The dividend tax of 10 per cent is, however, likely to be done away with to give a fillip to the capital markets.
According to finance ministry analysis, reconciling the conflicting demands for rationalisation in rates suggested by the Kelkar task force and the Rajnath Singh committee, would have an adverse impact on the exchequer.
Accepting all the sugestions of the Singh committee without doing away with exemptions would result in a revenue loss of Rs 22,000 crore (Rs 220 billion) annually, revenue department officials said.
The ministry has, therefore, decided that it would be prudent not to touch the corporate tax rate for the third year running.
This is also because the ministry is not sure about the impact of abolishing the dividend tax.
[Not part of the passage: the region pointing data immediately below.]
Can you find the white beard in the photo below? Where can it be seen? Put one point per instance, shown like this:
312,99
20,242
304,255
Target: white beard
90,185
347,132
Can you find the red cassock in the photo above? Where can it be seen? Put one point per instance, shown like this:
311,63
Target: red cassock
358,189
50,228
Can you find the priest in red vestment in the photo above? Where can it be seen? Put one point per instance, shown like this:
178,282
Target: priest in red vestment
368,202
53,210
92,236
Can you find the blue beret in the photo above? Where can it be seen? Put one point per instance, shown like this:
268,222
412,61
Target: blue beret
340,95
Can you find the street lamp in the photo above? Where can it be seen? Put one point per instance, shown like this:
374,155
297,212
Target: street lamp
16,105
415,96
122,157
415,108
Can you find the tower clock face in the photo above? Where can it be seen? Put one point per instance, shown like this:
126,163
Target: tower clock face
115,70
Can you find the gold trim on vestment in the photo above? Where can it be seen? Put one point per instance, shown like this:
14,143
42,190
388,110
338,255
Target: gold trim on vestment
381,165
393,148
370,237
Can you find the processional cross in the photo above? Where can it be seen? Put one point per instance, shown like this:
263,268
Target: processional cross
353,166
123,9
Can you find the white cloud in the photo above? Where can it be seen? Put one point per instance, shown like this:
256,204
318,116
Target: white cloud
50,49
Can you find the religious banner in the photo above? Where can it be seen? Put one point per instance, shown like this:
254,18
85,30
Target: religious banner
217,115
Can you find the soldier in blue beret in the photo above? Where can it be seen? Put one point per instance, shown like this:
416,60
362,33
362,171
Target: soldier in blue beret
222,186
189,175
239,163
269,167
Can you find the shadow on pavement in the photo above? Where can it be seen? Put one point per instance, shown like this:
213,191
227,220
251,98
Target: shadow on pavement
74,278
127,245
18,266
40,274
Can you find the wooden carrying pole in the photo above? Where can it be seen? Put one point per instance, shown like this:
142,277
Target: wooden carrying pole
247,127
In Budget 2002, former Finance Minister Yashwant Sinha had changed the incidence of dividend tax from companies to individuals.
In spite of the Kelkar report, the impact of eliminating the dividend tax on revenue, is not very clear.
The task force has calculated that while eliminating the tax on dividends would result in a loss of only Rs 1,500 crore (Rs 15 billion), removal of the minimum alternate tax and exemptions allied to the reduction in the corporate tax rate would result in a revenue gain of Rs 10,762 crore (Rs 107.62 billion).
In fact, the revenue nuetrality of the Kelkar report is based on this assumption, on which the revenue department is as yet unwilling to take a call.
The need to reduce the corporate tax rate to the maximum income tax rate rate has been made not only by the Task Force, but also the earlier Shome committee, as well as the NK Singh committee on foreign direct investment.
However, the finance ministry position is based on the argument that corporate tax rates across a large cross section of countries are about 34 per cent and so the domestic rates are not high.
The annual collection from corporate tax is estimated at Rs 48,616 crore (Rs 486.16 billion) for the current fiscal year. The comparable figure from 2001-02 was Rs 39,059 crore (Rs 390.59 billion).